The Twin Prime Conjecture, which states that there are infinitely many pairs of primes with difference 2, is one of the more difficult open questions in the theory of numbers. Sieve methods, which have their origins in the work of the ancient Greek mathematicians Eratosthenes, have been developed and refined in an attempt to resolve the Twin Prime Conjecture and related problems. Recently, Goldston, Pintz, and Yildirim have introduced some interesting new ideas in sieve methods, and they have used them to make an important advance on the Twin Prime Conjecture. These same authors, together with the investigator, have also proved results about short gaps between numbers between semi-primes; i.e., between numbers with exactly two prime factors. The sieve techniques developed by Goldston et alia have potential applications. Motivated by these techniques, the investigator proposes work on three projects. The first project is to improve sifting limits and sifting bounds for sieves of dimension greater than 2. The second project is to resolve questions on an idealized problem involving sifting by primes in limited ranges. The third project is to extend recent results on equal values of the number of divisors function for consecutive integers.
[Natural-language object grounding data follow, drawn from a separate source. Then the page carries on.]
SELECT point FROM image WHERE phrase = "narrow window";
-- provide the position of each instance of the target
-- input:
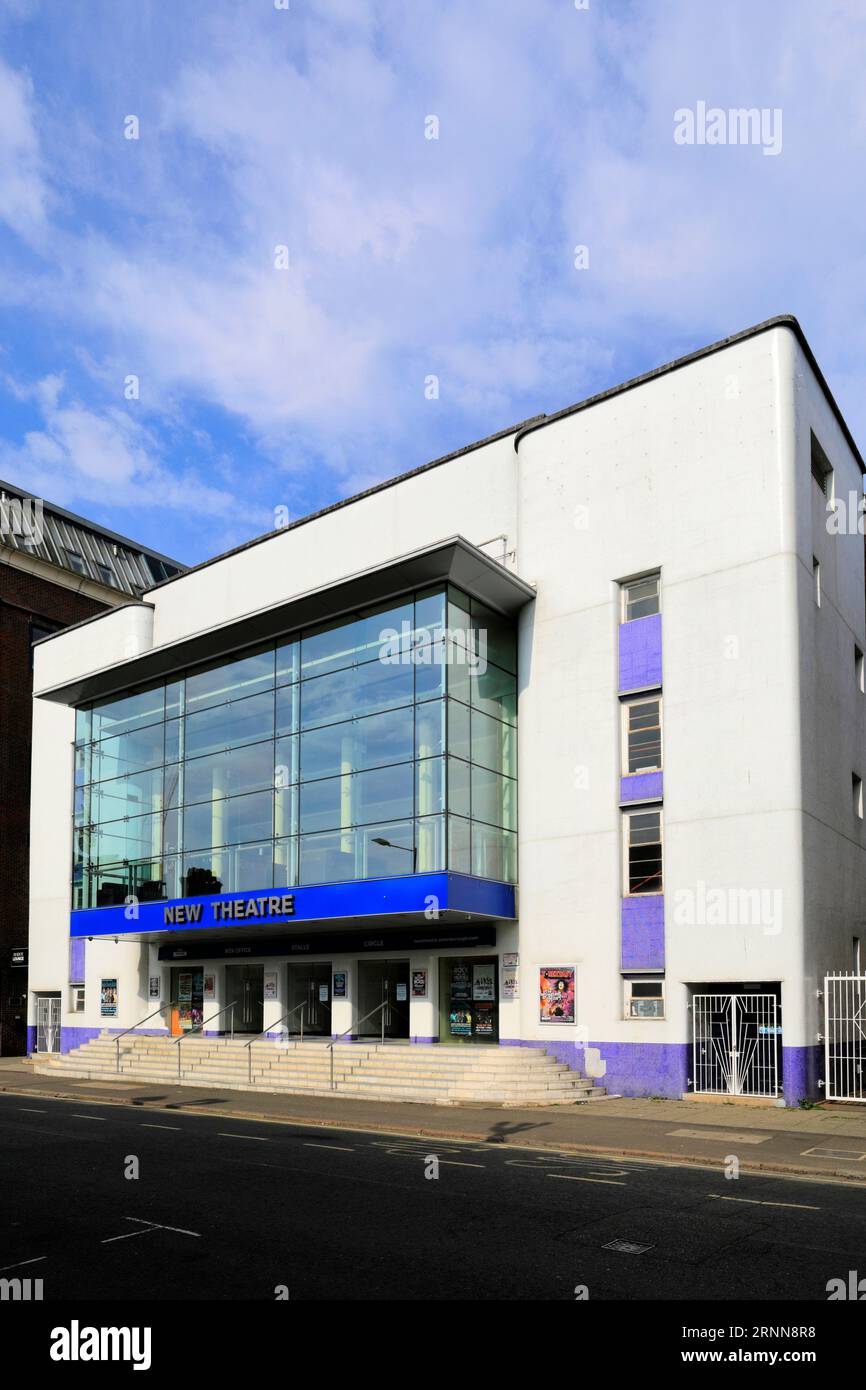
(822, 469)
(642, 736)
(641, 598)
(642, 844)
(644, 998)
This project is for work in the area of number theory. Number theory is the study of the special properties of the integers. In particular, one of the central problems of number theory is to understand the interplay between the additive structure and the multiplicative and additive structure of the integers. Prime numbers form the basic building blocks of the integers under multiplication, but there are many open questions about the behavior of the primes with respect to addition. For example, Goldbach's Conjecture, which was first stated in 1742, is that every even number exceeding 2 is a sum of two primes. De Polignac's Conjecture, which dates to 1849, is that every even number is a difference of two primes in infinitely many ways. Both of these conjectures are open, but attempts to solve them have lead to the development of sophisticated sieve methods. In turn, sieve methods have lead to important advances in our understanding of the integers.
Sieves also have practical applications within computer science; for example, the sieve of Eratosthenes is a standard benchmark test for computer software. In 1994, Thomas Nicely was studying Brun's Constant, which is the sum of the reciprocals of twin primes. His attempts to approximate this constant ultimately led him to discover a flaw in the Pentium FPU.